It is not the only recent comparison between events in Washington and events in the Roman Empire. For example, Donald Trump stands next to the Gracchi, the Pompeii, and the Caesares who ended the Roman republic.
There is something to be said for it. An elite that accepted privilege without servitude was perceived as corrupt, lost support, and perished. But yes: that analysis is so general that it is always correct. The collapse of the papacy in the thirteenth century and the downfall of French absolutism are other examples. The comparison is so broad that it is meaningless.
I have also seen the parallel with the sack of Rome in 410. The comparison would clarify something if Emperor Honorius had ordered Alaric to storm a palace in Ravenna and if Alaric had led troops of xenophobia. As is known, Alaric was at the head of a veteran army, he stormed not a government building but a city, and it was not the city where the monarch was staying. The army was also largely made up of foreigners .
The real problem is that we are comparing apples and pears. The limits of comparability are the theme of comparison theory. Historians try to get a grip on what is and what is not comparable by naming society types.
The best-known example is the four-stroke Antiquity / Middle Ages / New Time / Modern Time. So you can compare the witch trials and the Spanish Inquisition because they took place in the same period, but the comparison with McCarthyism is more difficult.

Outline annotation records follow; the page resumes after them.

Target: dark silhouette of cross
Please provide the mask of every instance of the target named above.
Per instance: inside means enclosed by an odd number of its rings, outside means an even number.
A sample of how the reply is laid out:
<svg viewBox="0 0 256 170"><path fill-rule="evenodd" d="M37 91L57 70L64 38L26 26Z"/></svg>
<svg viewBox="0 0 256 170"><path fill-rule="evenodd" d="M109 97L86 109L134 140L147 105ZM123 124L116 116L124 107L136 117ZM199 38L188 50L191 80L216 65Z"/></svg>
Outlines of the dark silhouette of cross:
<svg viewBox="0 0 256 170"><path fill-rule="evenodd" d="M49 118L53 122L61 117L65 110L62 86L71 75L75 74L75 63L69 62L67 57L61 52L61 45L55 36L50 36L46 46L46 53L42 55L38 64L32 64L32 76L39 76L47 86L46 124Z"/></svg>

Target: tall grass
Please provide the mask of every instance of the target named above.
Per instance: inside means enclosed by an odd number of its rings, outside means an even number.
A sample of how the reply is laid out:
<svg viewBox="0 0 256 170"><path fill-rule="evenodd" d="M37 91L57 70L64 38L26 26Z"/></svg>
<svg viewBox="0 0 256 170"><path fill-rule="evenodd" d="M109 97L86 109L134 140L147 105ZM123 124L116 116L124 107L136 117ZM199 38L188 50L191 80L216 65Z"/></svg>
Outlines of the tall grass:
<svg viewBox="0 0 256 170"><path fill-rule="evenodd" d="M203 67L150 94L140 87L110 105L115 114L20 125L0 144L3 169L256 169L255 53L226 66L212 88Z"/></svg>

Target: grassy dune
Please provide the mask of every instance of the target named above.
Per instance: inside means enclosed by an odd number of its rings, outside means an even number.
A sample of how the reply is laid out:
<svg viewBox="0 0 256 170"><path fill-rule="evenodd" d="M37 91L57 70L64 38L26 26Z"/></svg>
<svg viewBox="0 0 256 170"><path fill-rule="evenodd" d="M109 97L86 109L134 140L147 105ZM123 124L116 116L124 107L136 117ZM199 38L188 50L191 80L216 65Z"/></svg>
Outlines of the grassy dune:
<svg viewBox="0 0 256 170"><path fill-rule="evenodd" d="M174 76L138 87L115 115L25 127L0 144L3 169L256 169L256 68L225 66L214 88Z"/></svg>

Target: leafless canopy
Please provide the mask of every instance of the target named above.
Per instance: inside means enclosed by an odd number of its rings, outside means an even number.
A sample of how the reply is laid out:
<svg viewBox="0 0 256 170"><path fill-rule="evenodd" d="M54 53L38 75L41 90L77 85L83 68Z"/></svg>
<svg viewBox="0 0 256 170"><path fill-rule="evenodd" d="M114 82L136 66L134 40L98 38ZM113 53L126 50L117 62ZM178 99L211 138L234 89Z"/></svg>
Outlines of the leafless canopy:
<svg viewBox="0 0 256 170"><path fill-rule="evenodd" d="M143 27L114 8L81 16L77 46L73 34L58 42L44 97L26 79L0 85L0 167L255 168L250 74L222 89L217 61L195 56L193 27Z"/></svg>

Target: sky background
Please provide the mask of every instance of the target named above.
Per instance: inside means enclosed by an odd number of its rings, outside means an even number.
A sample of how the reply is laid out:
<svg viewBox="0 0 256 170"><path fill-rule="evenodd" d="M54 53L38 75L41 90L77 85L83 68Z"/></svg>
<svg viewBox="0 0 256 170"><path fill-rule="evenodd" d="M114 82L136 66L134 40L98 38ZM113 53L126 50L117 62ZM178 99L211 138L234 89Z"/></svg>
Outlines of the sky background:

For economic analysis, you can agree that you can compare palace economies with palace economies. And that you can compare feudal economies with economies based on feudality. And capitalist societies with capitalist societies. We also know the Service and Fried layouts. The complexity and size of a society are the starting point in this: horde, tribe, chiefdom, early state, developed state.
It isn’t very sensible to compare the pre-industrial Roman Empire with the post-industrial United States in plain English in plain English. More insight can be gained by comparing the events in America with those in the Weimar Republic. So my advice would be: leave Antiquity out.
Limit yourself to what makes sense within the limits of the equation. Comparing America with Weimar is complicated enough. We do not need to include Antiquity.
Manipulation and lack of development
You notice: equation theory is not rocket science. Why then do people constantly draw parallels between Antiquity and Modern Times?
One explanation will be a lack of general development. Above I make a comparison between Weimar and Washington because I have read something about Weimar. But maybe in Latin America, which I don’t know about, there is a much better parallel.
However, I don’t know them. And that limits the parallels I can recognize. So anyone who only reads books about the Romans automatically compares the present with it. That’s a common human thing to do, but you can teach yourself that parallels are more nonsensical the further back they go.
There is a second explanation: manipulation. If you characterize the relationship between the EU and Russia as “never again Munich,” you force others to look at the relationship between the two power blocs from a certain perspective.
As in the picture, which compares Washington in 2021 with Rome in 455, makes others look at America as a dying Roman Empire, even if the parallel does not go beyond the word similarity “vandal.” Again, we can unlearn ourselves to believe such parallels and learn to recognize them as more nonsensical the further back they go.